In an interview with Bloomberg TV, Crypto.com's Chief Executive Kris Marszalek has admitted that 400 customer accounts were compromised by hackers. He said his team detected unauthorized transactions made from the accounts, but that they'd fixed the issue immediately and fully reimbursed the affected users. Now, the company has published a report revealing details from its post mortem. Apparently, 483 accounts were affected and the unauthorized withdrawals totaled 4,836.26 ETH, 443.93 BTC and approximately $66,200 in other currencies. Based on current exchange rates, that's $15.3 million of ETH and $18.7 million of ETC for a total of $34 million in losses.
Before the company revealed the scope of the hack in terms of lost funds, blockchain security analytics company PeckShield Inc. said Crypto.com may have lost cryptocurrency worth $15 million. At least 4,600 of the coins lost were Ethereum, and half of them are reportedly being washed — a process that obfuscates a coin's transaction trail. Meanwhile, Bitcoin research firm OXT Research said the company's loss might be worth up to $33 million.

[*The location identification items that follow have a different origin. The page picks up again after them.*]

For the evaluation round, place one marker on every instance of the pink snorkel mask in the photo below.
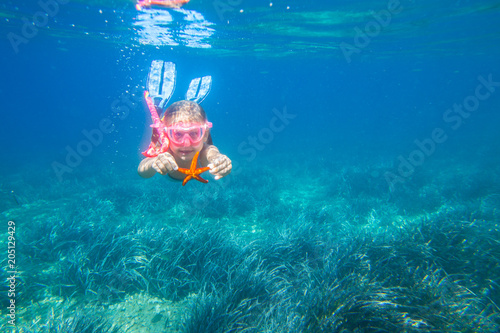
(193, 133)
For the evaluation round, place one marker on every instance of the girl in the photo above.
(188, 132)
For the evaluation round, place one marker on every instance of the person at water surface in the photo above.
(188, 132)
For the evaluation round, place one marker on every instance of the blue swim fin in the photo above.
(161, 82)
(199, 89)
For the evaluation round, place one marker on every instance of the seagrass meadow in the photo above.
(365, 186)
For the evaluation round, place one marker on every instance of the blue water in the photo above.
(392, 124)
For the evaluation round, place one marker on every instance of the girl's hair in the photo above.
(184, 111)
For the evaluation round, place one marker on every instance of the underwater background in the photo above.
(365, 192)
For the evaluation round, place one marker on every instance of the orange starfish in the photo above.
(193, 172)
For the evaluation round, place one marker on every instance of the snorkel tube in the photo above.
(153, 149)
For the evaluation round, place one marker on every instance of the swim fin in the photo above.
(161, 82)
(199, 89)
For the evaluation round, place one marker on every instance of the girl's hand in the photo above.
(220, 165)
(164, 163)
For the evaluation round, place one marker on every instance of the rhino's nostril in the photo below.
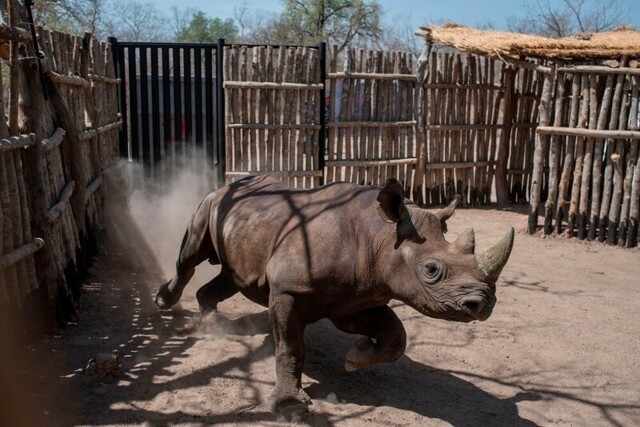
(474, 306)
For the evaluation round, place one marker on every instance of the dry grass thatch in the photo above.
(624, 41)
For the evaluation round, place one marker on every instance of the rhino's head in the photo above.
(439, 279)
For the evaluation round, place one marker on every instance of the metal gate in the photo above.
(171, 102)
(172, 99)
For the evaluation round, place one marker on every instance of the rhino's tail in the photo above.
(196, 248)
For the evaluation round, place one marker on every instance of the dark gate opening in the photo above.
(171, 104)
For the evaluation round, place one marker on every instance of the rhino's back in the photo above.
(302, 236)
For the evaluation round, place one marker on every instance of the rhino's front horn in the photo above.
(492, 260)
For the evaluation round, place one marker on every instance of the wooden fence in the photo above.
(371, 122)
(588, 139)
(274, 101)
(64, 123)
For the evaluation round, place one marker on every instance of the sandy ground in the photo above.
(562, 348)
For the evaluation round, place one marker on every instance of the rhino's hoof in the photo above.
(290, 407)
(165, 299)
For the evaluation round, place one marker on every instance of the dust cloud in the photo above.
(150, 208)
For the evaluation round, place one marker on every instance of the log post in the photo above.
(610, 207)
(631, 162)
(597, 160)
(420, 112)
(502, 186)
(541, 147)
(554, 158)
(563, 190)
(72, 152)
(33, 111)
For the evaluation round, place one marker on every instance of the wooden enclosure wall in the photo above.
(52, 169)
(273, 102)
(519, 125)
(371, 121)
(588, 139)
(462, 127)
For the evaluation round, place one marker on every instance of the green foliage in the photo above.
(202, 29)
(344, 22)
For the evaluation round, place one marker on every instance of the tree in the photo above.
(343, 22)
(70, 16)
(202, 29)
(566, 17)
(136, 21)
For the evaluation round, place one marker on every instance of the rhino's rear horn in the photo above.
(391, 199)
(466, 242)
(445, 213)
(492, 260)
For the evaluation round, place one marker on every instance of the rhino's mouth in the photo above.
(477, 307)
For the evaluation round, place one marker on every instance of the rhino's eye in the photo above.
(433, 271)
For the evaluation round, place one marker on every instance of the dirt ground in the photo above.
(562, 347)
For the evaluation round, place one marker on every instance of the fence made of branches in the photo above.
(59, 139)
(588, 140)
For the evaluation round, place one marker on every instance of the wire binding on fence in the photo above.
(16, 142)
(21, 253)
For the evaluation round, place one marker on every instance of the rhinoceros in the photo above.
(342, 252)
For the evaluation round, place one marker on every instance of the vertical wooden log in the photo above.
(597, 160)
(572, 220)
(554, 158)
(631, 162)
(502, 186)
(588, 159)
(563, 190)
(540, 152)
(615, 150)
(33, 112)
(634, 209)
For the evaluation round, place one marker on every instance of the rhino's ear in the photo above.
(445, 213)
(391, 199)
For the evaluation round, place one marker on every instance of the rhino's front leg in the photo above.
(288, 333)
(385, 338)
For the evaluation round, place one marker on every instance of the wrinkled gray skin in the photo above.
(340, 252)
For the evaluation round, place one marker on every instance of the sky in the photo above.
(416, 12)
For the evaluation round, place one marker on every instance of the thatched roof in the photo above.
(621, 42)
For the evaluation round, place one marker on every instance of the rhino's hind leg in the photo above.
(215, 291)
(196, 248)
(385, 338)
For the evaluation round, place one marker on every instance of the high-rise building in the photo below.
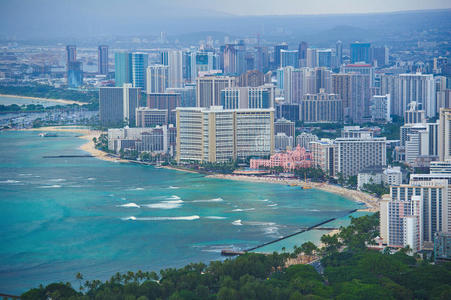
(217, 135)
(324, 57)
(157, 79)
(305, 138)
(380, 55)
(419, 88)
(302, 49)
(288, 111)
(354, 90)
(198, 61)
(277, 55)
(102, 61)
(187, 95)
(444, 134)
(284, 126)
(339, 53)
(380, 108)
(209, 89)
(138, 68)
(354, 154)
(311, 59)
(262, 59)
(289, 58)
(175, 65)
(230, 59)
(168, 101)
(400, 222)
(433, 215)
(122, 68)
(74, 68)
(323, 152)
(321, 107)
(282, 142)
(247, 97)
(75, 74)
(252, 78)
(365, 69)
(442, 246)
(298, 82)
(151, 117)
(389, 85)
(360, 52)
(71, 54)
(414, 114)
(117, 105)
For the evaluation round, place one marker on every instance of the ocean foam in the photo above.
(55, 186)
(10, 181)
(272, 231)
(166, 204)
(131, 204)
(184, 218)
(260, 223)
(237, 223)
(243, 209)
(209, 200)
(137, 189)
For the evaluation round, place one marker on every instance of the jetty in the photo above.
(68, 156)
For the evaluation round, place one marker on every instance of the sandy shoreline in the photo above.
(371, 202)
(87, 134)
(61, 101)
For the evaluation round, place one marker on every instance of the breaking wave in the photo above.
(184, 218)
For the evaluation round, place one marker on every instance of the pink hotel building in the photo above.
(289, 160)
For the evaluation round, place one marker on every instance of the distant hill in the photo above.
(85, 19)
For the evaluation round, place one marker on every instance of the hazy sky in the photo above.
(293, 7)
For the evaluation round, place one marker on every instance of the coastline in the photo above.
(371, 202)
(88, 135)
(61, 101)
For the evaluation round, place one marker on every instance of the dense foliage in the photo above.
(351, 271)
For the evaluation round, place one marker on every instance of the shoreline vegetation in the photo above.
(61, 101)
(347, 266)
(371, 202)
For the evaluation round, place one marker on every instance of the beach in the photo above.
(88, 135)
(370, 201)
(61, 101)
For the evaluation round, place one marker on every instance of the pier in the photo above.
(305, 229)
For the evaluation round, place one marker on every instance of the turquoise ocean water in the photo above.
(63, 216)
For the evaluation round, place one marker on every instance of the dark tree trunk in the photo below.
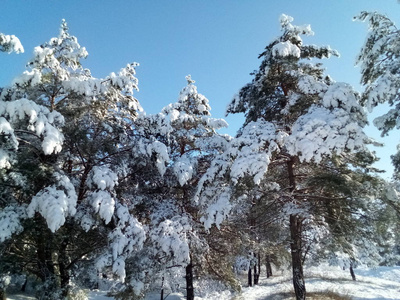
(162, 289)
(249, 277)
(295, 224)
(44, 257)
(353, 276)
(2, 294)
(256, 274)
(297, 267)
(268, 265)
(63, 267)
(189, 281)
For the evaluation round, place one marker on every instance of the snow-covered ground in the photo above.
(374, 284)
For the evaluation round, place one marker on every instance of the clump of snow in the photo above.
(10, 43)
(253, 150)
(218, 211)
(170, 237)
(183, 169)
(322, 132)
(102, 178)
(10, 221)
(103, 204)
(284, 49)
(41, 121)
(55, 202)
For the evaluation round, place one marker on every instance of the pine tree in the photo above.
(296, 117)
(68, 152)
(379, 63)
(10, 43)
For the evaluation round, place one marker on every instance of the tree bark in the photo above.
(162, 289)
(256, 274)
(189, 281)
(297, 267)
(268, 265)
(295, 224)
(2, 294)
(353, 276)
(63, 267)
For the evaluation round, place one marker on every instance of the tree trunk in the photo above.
(295, 224)
(353, 276)
(162, 289)
(189, 281)
(256, 274)
(63, 267)
(268, 265)
(44, 256)
(297, 267)
(2, 294)
(249, 277)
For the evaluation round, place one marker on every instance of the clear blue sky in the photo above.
(216, 41)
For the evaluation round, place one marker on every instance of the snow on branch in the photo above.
(10, 43)
(55, 203)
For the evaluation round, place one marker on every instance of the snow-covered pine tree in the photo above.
(379, 61)
(296, 117)
(69, 150)
(176, 238)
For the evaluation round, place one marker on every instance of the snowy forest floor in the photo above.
(321, 283)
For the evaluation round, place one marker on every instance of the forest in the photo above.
(95, 192)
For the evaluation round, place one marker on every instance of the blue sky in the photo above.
(216, 41)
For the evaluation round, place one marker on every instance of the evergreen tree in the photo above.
(67, 153)
(10, 43)
(296, 118)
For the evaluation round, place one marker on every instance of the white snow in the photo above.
(55, 202)
(10, 43)
(283, 49)
(374, 284)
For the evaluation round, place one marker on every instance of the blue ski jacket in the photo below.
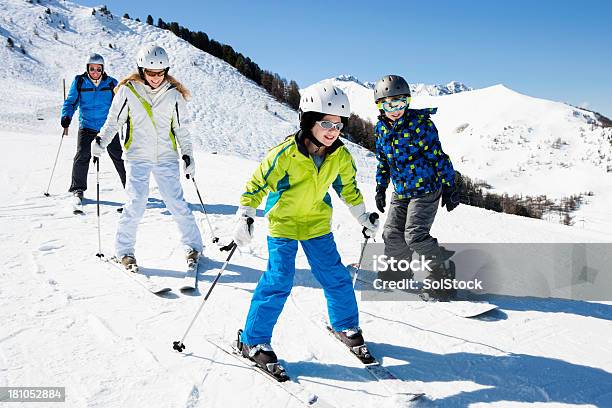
(93, 102)
(409, 154)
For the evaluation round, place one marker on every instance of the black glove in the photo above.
(451, 195)
(381, 198)
(65, 121)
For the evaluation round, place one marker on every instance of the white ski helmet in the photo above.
(95, 59)
(153, 57)
(325, 98)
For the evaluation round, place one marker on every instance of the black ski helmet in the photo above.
(390, 85)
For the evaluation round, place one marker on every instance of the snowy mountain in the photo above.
(68, 319)
(518, 144)
(228, 112)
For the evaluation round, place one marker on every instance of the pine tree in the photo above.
(293, 95)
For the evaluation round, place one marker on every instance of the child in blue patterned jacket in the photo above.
(410, 155)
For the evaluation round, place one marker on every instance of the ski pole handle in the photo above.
(232, 245)
(373, 217)
(187, 161)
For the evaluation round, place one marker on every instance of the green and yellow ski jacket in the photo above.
(299, 205)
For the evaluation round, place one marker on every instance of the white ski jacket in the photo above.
(155, 122)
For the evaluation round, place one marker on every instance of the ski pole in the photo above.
(64, 133)
(373, 218)
(215, 239)
(97, 163)
(178, 345)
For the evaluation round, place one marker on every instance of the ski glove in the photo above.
(358, 211)
(96, 149)
(381, 198)
(189, 165)
(243, 232)
(451, 195)
(65, 121)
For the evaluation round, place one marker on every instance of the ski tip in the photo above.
(178, 346)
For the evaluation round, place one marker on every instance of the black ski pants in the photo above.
(80, 166)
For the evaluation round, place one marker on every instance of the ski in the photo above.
(292, 387)
(139, 276)
(190, 281)
(374, 367)
(460, 308)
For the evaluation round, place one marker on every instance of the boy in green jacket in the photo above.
(296, 176)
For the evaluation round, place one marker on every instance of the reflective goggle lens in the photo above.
(394, 105)
(326, 124)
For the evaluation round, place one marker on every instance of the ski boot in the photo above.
(391, 275)
(442, 269)
(129, 263)
(353, 339)
(78, 195)
(264, 357)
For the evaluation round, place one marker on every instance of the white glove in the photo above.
(96, 149)
(358, 211)
(243, 232)
(189, 165)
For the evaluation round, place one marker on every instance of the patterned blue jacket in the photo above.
(410, 154)
(93, 102)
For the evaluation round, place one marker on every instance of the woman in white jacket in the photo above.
(153, 105)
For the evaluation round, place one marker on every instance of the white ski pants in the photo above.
(167, 175)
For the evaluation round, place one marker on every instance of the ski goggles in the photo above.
(394, 105)
(327, 125)
(154, 74)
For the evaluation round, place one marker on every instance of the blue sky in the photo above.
(559, 50)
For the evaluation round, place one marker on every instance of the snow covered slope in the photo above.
(228, 112)
(70, 320)
(518, 144)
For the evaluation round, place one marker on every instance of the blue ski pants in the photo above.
(275, 286)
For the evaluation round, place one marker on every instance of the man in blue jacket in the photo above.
(92, 93)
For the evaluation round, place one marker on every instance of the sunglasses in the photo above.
(153, 74)
(394, 105)
(327, 125)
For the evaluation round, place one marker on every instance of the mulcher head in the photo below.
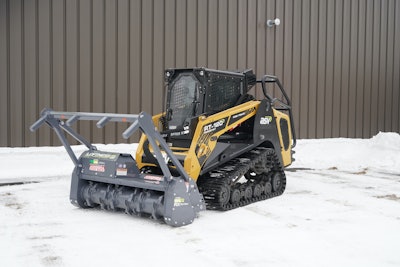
(112, 181)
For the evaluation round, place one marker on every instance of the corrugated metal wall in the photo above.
(339, 60)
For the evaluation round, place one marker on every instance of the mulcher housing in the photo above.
(215, 145)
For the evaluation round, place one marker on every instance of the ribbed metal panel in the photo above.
(339, 60)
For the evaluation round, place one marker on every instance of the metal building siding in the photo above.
(339, 60)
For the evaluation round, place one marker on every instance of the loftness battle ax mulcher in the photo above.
(214, 147)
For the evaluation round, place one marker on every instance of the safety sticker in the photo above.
(265, 120)
(122, 172)
(97, 168)
(180, 201)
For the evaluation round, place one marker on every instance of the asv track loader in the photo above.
(215, 146)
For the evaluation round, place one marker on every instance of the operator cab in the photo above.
(200, 92)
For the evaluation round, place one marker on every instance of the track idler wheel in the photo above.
(224, 195)
(235, 196)
(276, 181)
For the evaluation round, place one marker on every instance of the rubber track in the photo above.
(262, 160)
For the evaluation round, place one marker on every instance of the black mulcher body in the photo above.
(215, 146)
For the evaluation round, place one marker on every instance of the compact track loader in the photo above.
(215, 146)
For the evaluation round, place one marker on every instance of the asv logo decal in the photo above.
(211, 127)
(266, 120)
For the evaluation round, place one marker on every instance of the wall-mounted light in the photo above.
(273, 22)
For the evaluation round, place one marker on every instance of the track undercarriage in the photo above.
(255, 176)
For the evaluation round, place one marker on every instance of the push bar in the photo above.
(59, 121)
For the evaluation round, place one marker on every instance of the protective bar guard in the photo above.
(62, 121)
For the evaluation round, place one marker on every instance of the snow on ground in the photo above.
(341, 208)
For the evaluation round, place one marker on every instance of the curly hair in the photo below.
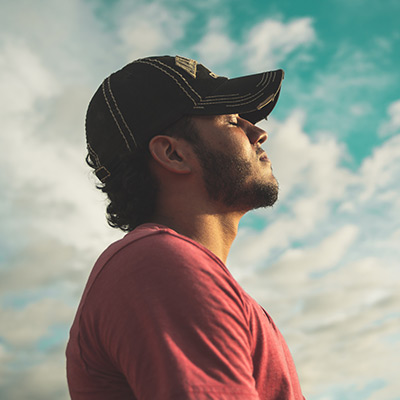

The report explained that the company's risk monitoring systems detected unauthorized activity a few days ago, wherein transactions were being approved without two-factor authentication for a small number of accounts. As a result, the cryptocurrency exchange paused withdrawals on the evening of January 16th. Indeed, people in the comments on its Twitter announcement revealed that they had funds stolen even if they had 2FA enabled.
In another tweet posted on January 17th, Marszalek said that "no customer funds were lost," the company's infrastructure was down 14 hours and that his team strengthened its security in response to what happened. The report expounded on that last part, revealing that Crypto.com revoked all customer 2FA tokens and implemented additional security measures that required all account users to re-log-in. The company said the move is necessary, because it migrated to a completely new 2FA infrastructure. However, it intends to eventually move away from 2FA and to true Multi-Factor Authentication (MFA).
Crypto.com has also introduced an additional security measure that requires users to wait 24 hours before they can withdraw to a newly registered whitelisted address. Finally, the company is launching the Worldwide Account Protection Program (WAPP) on February 1st for users who want additional protection for their funds.
WAPP can restore up to $250,000 of a participating user's money in case a third-party gains access to their account. That said, to qualify for the program, users must enable multi-faction authentication on all transaction types and not be using a jailbroken device. To be able to recoup their funds under the program, they must've set up an anti-phishing code at least 21 days before an unauthorized transaction, file a police report and provide Crypto.com a copy, as well as complete a questionnaire to support forensic investigation.